Apple's Find My Friends, a mostly-unrelated concept.
Perhaps you've heard of Bang With Friends. It's a rather controversial thing. Simply put, it's a Facebook and mobile app that lets you pick which of your friends you'd like to "bang." Oh, but it's more clever than that: the app won't reveal your intentions until that friend picks you back. Then, theoretically, you can clandestinely meet for a night of sex without any fear of rejection, or the need for awkward dates, and none of your other friends will be the wiser. Needless to say, some people aren't so happy about the idea. They're worried that it objectifies people, that it could promote infidelity, and other things of the sort.
It's a shame everyone is so fixated on the titillating aspects of Bang With Friends, because there's a genius idea lurking just underneath the surface. When the creators of Bang With Friends went looking for a fling, they stumbled upon a formula that could bring people closer together, period.
What if you could talk about any embarrassing or obscure thing, knowing that another person already shares your interest?

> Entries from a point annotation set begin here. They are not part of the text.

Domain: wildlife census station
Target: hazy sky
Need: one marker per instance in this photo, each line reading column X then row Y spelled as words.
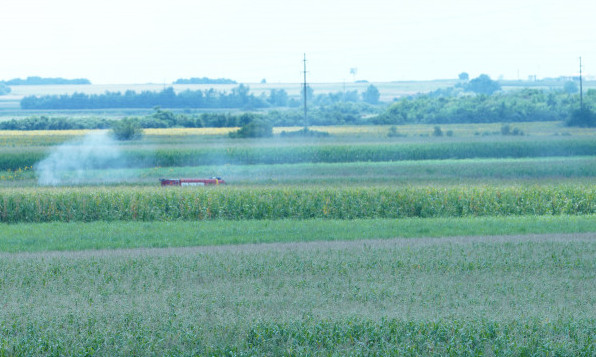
column 141, row 41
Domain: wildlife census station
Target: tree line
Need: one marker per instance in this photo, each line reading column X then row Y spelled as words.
column 35, row 80
column 238, row 98
column 447, row 106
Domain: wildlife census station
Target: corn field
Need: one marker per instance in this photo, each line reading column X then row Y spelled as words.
column 165, row 204
column 337, row 153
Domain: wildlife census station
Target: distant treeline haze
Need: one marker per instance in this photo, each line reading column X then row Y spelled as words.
column 34, row 80
column 443, row 106
column 239, row 97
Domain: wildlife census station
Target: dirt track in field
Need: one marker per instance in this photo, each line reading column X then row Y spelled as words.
column 321, row 245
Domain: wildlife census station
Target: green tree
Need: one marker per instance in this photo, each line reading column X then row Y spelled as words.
column 371, row 95
column 127, row 129
column 482, row 85
column 257, row 128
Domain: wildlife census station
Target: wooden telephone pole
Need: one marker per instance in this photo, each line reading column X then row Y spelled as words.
column 305, row 92
column 581, row 90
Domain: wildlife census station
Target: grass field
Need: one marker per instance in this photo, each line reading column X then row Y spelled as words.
column 355, row 244
column 461, row 296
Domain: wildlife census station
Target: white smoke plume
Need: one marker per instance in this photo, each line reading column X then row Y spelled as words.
column 74, row 162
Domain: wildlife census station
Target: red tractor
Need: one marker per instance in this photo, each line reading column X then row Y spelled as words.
column 192, row 182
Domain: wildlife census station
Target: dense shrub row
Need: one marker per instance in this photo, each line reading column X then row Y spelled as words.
column 515, row 106
column 173, row 203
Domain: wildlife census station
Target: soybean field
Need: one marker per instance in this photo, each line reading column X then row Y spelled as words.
column 374, row 240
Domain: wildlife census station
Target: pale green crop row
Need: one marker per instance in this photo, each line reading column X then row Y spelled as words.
column 187, row 203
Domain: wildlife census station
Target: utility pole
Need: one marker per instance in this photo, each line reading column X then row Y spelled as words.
column 305, row 110
column 581, row 91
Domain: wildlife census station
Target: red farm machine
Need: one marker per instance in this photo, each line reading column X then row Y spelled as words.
column 192, row 182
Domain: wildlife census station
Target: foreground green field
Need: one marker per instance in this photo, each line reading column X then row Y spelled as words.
column 355, row 244
column 40, row 237
column 514, row 295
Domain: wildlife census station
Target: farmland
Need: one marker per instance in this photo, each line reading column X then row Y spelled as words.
column 357, row 243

You probably have a number of interests that you wouldn't bring up in casual conversation, and don't display proudly on your Pinterest board. Things you don't ‘like' on Facebook, that you don't share to any but your closest Google+ circles, and that you certainly wouldn't tweet about. Your true tastes in music. Your Pokemon addiction. Perhaps even your favorite kind of porn. Your political stance, if it's controversial. They aren't necessarily deep secrets, but perhaps just mildly embarrassing things that you wouldn't want to broadcast to the world.
Fear of being judged
And broadcast is indeed what you'd be doing in the modern era. None of these communication channels are really secure, and all of them are places where exposing your tastes could potentially cost you a job. So today, we build up collections of "safe" interests in public, and save our true feelings for anonymous chatrooms... except for the few of us brave or foolhardy enough to not give a damn. And when you do find people on IRC or 4Chan who share your interests, do you take them out to lunch? No, not if you might be worried that their friendly emoji could conceal a murderous plot.
But the double-blind Bang With Friends formula could bridge that lonely anonymity with real, human interaction.
Imagine this: Instead of secretly telling one person that you'd like to bang them, you secretly tell everyone that you love Barry Manilow... but just like Bang With Friends, only the people who also admit that they love Barry Manilow will be allowed to know. Now, perhaps you wouldn't want to trust a company with that kind of information, with all the security breaches and hacks as of late.
But if there was one you could trust...
You walk into a party, and instead of treading water in casual conversation for hours on end, you simply look down at your phone. Right there are pictures of the people who share embarrassing interests with you, so you can clandestinely meet up and talk about them. You can chat the night away about Magic: The Gathering if that's your cup of tea, and perhaps you'll move on to other topics you hadn't even thought to share. Perhaps, enamored by all the secret silly and private meaningful things you have in common, you'll even hook up later that week.
In that context, banging with friends doesn't sound like such a bad idea.